Value at Risk quantifiziert durch ein vorher festgelegtes Konfidenzlevel, die Wahrscheinlichkeit, mit der Verluste eine bestimmte Verlustschwelle nicht überschreiten. Es gibt unterschiedliche Methoden zur Berechnung des VaR, wie die Varianz-Kovarianz-Methode, historische Simulation oder die Monte-Carlo Simulation. Diese haben unterschiedliche Vor- und Nachteile, die wir hier erläutert haben.
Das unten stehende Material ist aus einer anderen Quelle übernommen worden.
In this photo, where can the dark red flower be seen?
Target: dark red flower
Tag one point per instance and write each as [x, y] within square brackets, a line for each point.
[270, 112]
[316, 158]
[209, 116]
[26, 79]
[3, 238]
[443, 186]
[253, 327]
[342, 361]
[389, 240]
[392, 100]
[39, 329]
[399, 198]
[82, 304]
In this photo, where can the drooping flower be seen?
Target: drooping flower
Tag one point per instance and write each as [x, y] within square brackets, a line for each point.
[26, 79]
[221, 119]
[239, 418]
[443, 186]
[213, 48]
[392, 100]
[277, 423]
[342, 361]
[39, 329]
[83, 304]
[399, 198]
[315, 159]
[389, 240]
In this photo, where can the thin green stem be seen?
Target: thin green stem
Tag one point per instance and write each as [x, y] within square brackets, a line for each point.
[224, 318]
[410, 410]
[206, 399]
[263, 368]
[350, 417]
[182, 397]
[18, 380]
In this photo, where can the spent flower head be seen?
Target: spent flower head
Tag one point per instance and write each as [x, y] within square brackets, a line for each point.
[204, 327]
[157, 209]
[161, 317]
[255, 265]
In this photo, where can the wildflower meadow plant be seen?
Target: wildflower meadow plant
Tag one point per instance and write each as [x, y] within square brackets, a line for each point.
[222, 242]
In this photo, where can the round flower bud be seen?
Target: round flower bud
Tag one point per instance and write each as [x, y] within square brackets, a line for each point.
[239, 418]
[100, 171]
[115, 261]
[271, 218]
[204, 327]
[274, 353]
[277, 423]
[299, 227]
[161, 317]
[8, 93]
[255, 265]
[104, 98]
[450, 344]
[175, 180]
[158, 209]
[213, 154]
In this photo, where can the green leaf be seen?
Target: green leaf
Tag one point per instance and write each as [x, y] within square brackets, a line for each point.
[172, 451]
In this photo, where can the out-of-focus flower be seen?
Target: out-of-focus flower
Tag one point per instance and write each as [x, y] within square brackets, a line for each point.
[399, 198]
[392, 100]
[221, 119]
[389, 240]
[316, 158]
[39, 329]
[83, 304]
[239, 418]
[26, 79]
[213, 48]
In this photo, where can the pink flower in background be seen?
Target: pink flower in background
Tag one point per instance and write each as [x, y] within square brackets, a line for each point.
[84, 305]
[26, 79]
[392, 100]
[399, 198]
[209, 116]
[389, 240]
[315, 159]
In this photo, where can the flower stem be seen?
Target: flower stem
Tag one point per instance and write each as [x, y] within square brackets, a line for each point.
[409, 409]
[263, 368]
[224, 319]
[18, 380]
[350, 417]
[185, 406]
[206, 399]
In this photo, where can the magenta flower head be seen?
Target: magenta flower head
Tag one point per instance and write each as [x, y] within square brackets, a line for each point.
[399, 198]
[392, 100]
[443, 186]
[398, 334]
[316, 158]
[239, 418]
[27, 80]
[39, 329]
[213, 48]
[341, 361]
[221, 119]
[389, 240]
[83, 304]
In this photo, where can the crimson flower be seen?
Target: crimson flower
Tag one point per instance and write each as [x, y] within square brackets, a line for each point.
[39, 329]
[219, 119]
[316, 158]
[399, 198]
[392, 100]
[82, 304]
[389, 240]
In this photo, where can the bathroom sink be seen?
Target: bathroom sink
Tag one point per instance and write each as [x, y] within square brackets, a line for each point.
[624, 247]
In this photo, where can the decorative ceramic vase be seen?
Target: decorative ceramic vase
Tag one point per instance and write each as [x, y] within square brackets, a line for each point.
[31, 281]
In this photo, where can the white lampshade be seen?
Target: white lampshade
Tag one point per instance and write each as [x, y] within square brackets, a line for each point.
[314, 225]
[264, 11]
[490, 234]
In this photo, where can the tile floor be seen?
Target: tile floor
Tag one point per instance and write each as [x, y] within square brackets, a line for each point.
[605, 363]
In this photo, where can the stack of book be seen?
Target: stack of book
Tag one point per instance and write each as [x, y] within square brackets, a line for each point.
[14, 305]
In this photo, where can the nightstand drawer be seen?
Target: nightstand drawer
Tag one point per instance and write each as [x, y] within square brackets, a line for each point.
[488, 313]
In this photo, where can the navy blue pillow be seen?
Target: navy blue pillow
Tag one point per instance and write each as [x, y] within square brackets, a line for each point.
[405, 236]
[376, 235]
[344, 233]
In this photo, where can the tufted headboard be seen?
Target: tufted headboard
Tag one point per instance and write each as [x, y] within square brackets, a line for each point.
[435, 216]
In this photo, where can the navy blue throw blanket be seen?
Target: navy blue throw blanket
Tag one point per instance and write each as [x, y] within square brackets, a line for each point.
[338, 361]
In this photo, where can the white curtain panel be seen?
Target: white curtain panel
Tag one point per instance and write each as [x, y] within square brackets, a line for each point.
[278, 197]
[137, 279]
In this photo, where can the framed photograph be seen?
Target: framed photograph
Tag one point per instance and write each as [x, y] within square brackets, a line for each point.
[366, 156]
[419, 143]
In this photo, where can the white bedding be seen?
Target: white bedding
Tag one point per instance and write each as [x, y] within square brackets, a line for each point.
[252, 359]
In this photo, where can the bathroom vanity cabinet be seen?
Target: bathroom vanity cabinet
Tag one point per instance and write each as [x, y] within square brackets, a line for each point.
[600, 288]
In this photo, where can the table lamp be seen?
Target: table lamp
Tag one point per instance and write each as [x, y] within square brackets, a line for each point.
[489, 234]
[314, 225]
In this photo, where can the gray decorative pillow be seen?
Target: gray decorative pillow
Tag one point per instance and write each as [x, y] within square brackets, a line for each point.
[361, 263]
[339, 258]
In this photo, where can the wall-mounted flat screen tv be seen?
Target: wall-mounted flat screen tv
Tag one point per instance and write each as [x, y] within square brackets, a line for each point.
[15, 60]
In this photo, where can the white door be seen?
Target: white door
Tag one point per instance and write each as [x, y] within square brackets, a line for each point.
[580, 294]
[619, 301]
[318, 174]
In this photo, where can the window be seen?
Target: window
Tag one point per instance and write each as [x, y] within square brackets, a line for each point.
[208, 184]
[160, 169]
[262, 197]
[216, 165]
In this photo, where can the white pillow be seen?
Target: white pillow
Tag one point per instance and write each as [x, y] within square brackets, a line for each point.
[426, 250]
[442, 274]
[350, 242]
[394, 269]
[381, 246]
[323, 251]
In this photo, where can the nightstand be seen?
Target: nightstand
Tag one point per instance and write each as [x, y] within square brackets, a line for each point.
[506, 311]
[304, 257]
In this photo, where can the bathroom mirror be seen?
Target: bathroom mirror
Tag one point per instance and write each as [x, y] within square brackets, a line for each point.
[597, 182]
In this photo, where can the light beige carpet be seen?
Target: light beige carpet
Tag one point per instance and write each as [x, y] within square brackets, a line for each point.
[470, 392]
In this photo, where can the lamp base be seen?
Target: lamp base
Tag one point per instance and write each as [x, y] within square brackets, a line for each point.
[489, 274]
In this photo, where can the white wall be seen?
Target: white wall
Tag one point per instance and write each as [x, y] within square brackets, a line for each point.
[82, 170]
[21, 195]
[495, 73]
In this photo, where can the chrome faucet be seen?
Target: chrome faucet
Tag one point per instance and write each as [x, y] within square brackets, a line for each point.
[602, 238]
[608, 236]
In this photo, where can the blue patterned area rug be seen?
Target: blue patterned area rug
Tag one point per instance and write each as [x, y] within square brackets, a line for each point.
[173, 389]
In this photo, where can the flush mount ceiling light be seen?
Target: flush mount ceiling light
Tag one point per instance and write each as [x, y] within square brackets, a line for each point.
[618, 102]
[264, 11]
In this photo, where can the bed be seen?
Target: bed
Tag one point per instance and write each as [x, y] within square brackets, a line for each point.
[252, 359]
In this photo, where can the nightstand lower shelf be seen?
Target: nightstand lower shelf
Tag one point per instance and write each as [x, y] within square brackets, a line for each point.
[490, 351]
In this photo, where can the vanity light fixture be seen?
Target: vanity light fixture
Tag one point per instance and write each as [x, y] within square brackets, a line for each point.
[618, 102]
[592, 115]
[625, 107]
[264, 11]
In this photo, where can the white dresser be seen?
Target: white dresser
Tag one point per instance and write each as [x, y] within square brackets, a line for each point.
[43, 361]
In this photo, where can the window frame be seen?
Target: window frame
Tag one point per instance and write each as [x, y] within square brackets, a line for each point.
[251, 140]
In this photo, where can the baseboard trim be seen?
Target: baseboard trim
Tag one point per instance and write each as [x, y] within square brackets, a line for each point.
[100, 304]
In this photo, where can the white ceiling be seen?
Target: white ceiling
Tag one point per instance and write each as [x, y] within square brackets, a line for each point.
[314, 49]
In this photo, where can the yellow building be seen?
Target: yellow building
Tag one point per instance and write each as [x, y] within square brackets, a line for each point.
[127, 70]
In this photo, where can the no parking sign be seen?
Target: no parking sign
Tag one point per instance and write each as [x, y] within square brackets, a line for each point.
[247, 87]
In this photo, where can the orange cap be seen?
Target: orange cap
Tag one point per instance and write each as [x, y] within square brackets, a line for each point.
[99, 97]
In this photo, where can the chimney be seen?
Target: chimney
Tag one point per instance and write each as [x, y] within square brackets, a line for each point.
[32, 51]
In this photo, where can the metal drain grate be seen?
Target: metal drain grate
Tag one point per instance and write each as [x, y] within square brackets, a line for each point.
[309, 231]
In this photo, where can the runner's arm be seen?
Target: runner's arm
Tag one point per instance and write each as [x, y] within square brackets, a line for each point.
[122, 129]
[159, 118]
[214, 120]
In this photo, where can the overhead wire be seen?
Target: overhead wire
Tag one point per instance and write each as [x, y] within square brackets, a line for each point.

Gleichzeitig gibt es aber auch Kritik an dem Model, da die Höhe der Verluste unterhalb der Verlustschwelle nicht quantifiziert werden.

Das Modell VaR ist zwar kein Allheilmittel für alle Finanzrisiken, dafür aber ein mächtiges Instrument im Arsenal von Investoren, Tradern und Teilnehmern am Aktienmarkt. Die Fähigkeit, den potenziellen Verlust unter normalen Marktbedingungen zu quantifizieren, liefert wertvolle Erkenntnisse für das gesamte Portfolio- und Risikomanagement. Doch wie bei jedem anderen Instrument liegt auch hier die Effektivität in den Händen des Nutzers. Es ist hilfreich, die Grenzen des Modells zu kennen und es im Rahmen einer umfassenderen Risikomanagementstrategie mit Bedacht einzusetzen.